We can now go back to webpage and reload and it will load properly,
we are welcomed to a webpage. Enumerating it and we won’t get anything. So I decided to look at source code page,
there’s a path to recovery.php page and a base64 encoded string.
First, let’s decode the string,
1
echo "base64-string" | base64 -d
we got the decoded message and there is a name mentioned, Johny Graves.
I decided to google this name and there appears a 1st link of the page,
Navigating on it and we can see the message left by Johny Graves that his favorite crypto method and is that first encode message with a ROT13 cipher then convert it with hex and then convert it into Base32,
Now let’s visit http://10.10.172.45:22/recovery.php and we will land on a login form page,
we can’t login since we don’t have credentials.
So I decided to look around and I found something interesting on source page,
it is an encoded string.
Let’s visit Cyberchef and from there we can use base32 format decoding,
this is definitely hex format!
Let’s convert this string again,
Output looks good. Using ROT13 and we’ll get our answer,
Looking at the hint that jack left us, when navigating to the link, we got redirected to wikipedia of Stegosauria,
There is a Stegosaurus sitting there on the homepage,
let’s download this image and try to extract data with and password we found earlier,
1
steghide extract -sf stego.jpg
there is a creds.txt file which got extracted.
Reading creds.txt file,
we are almost there but we didn’t get the creds.

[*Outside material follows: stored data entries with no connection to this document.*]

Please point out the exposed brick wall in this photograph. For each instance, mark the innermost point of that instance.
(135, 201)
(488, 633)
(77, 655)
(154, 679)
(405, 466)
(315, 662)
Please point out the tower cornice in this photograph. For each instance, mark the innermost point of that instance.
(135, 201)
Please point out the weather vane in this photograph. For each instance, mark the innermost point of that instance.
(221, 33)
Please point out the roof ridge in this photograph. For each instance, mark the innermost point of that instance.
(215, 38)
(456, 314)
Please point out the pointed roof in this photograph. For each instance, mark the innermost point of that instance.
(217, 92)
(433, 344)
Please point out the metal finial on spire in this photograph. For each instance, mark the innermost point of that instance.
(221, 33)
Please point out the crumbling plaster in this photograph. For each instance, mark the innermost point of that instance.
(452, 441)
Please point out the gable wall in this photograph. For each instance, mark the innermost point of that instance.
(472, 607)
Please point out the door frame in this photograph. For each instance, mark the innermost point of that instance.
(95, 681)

Now, we can try to fuzz directories using gobuster,
1
gobuster dir -u http://10.10.249.96:22/ -w /usr/share/seclists/Discovery/Web-Content/common.txt -q 2>/dev/null
there is an asset directory.
Navigating to http://10.10.249.96:22/assets which contains some images so we will download them,
Now, using steghide on header.jpg image file,
1
steghide extract -sf header.jpg
there is a file that got extracted named cms.creds.
Reading the content of cms.creds file,
we got the credentials.
Using these creds, I tried to login and got in! Now, I ended up on this page where there is a clear message for us that we need to provide cmd parameter in GET request and application will run it (command injection),
Now,let’s provide a parameter, cmd and a linux command, id,
1
?cmd=id
this will return the id of the current user.
Now, I will try to enumerate home directory and see what users are there,
1
?cmd=ls -la /home/
there is one directory named jack and a file named jacks_password_list and this file seems very juicy.
Reading the content of this file,
1
?cmd=cat /home/jacks_password_list
we got a possible password list.
We can use hydra tool to brute-force username and password,
1
hydra -l jack -P jack_creds ssh://10.10.249.96:80
we got a password for the corresponding user.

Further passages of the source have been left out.